Server Hardening
Server hardening is a general system hardening process that involves securing the data, ports, components, functions, and permissions of a server using advanced security measures at the hardware, firmware, and software layers.
These general server security measures include, but are not limited to:
- Keeping a server’s operating system patched and updated
- Regularly updating third-party software essential to the operation of the server and removing third-party software that doesn’t conform to established cybersecurity standards
- Using strong and more complex passwords and developing strong password policies for users
- Locking user accounts if a certain number of failed login attempts are registered and removing needless accounts
- Disabling USB ports at boot
- Implementing multi-factor authentication
- Using self-encrypting drives or AES encryption to conceal and protect sensitive information
- Using firmware resilience technology, memory encryption, antivirus and firewall protection
Software application hardening
Software application hardening, or just application hardening, involves updating or implementing additional security measures to protect both standard and third-party applications installed on your server.
Unlike server hardening, which focuses more broadly on securing the entire server system by design, application hardening focuses on the server’s applications, specifically, including, for example, a spreadsheet program, a web browser, or a custom software application used for a variety of reasons.
At a basic level, application hardening involves updating existing or implementing new application code to further secure a server and implementing additional software-based security measures.
Examples of application hardening include, but are not limited to:
- Patching standard and third-party applications automatically
- Using firewalls
- Using antivirus, malware, and spyware protection applications
- Using software-based data encryption
- Using CPUs that support Intel Software Guard Extensions (SGX)
- Using an application like LastPass to manage and encrypt passwords for improved password storage, organization, and safekeeping
- Establishing an intrusion prevention system (IPS) or intrusion detection system (IDS)
Operating system hardening
Operating system hardening involves patching and implementing advanced security measures to secure a server’s operating system (OS). One of the best ways to achieve a hardened state for the operating system is to have updates, patches, and service packs installed automatically.
OS hardening is like application hardening in that the OS is technically a form of software.
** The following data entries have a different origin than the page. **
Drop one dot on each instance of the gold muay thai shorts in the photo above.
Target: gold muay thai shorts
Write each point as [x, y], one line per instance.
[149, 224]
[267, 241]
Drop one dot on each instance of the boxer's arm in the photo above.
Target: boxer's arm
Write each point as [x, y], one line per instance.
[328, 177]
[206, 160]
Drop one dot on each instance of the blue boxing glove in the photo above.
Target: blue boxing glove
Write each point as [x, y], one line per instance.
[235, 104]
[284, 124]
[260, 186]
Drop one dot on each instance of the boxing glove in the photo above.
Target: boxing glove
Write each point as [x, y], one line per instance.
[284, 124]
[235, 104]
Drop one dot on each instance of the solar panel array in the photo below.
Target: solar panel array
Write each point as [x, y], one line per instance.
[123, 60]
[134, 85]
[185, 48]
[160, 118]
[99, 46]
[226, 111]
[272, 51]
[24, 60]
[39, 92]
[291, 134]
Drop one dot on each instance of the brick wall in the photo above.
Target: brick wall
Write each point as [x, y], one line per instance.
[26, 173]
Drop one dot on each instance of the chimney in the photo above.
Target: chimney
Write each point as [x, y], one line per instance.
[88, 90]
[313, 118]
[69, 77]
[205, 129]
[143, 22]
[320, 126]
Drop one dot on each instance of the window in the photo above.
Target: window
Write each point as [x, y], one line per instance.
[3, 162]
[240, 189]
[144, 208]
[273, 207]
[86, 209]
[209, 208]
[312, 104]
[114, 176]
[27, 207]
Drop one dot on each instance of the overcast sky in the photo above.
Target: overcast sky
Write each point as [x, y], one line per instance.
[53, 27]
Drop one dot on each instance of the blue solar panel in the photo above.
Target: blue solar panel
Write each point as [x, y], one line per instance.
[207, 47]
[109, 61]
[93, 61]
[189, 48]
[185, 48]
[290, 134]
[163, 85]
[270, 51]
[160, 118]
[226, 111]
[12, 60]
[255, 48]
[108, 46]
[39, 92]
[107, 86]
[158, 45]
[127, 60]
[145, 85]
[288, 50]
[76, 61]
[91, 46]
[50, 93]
But unlike application hardening’s focus on securing standard and third-party applications, OS hardening secures the base software that gives permissions to those applications to do certain things on your server.
Oftentimes, operating system developers, such as Microsoft and Linux, do a fine and consistent job of releasing OS updates and reminding users to install these updates. These frequent updates - and we’ve all ignored them - can actually help keep your system secure and resilient to cyberattacks.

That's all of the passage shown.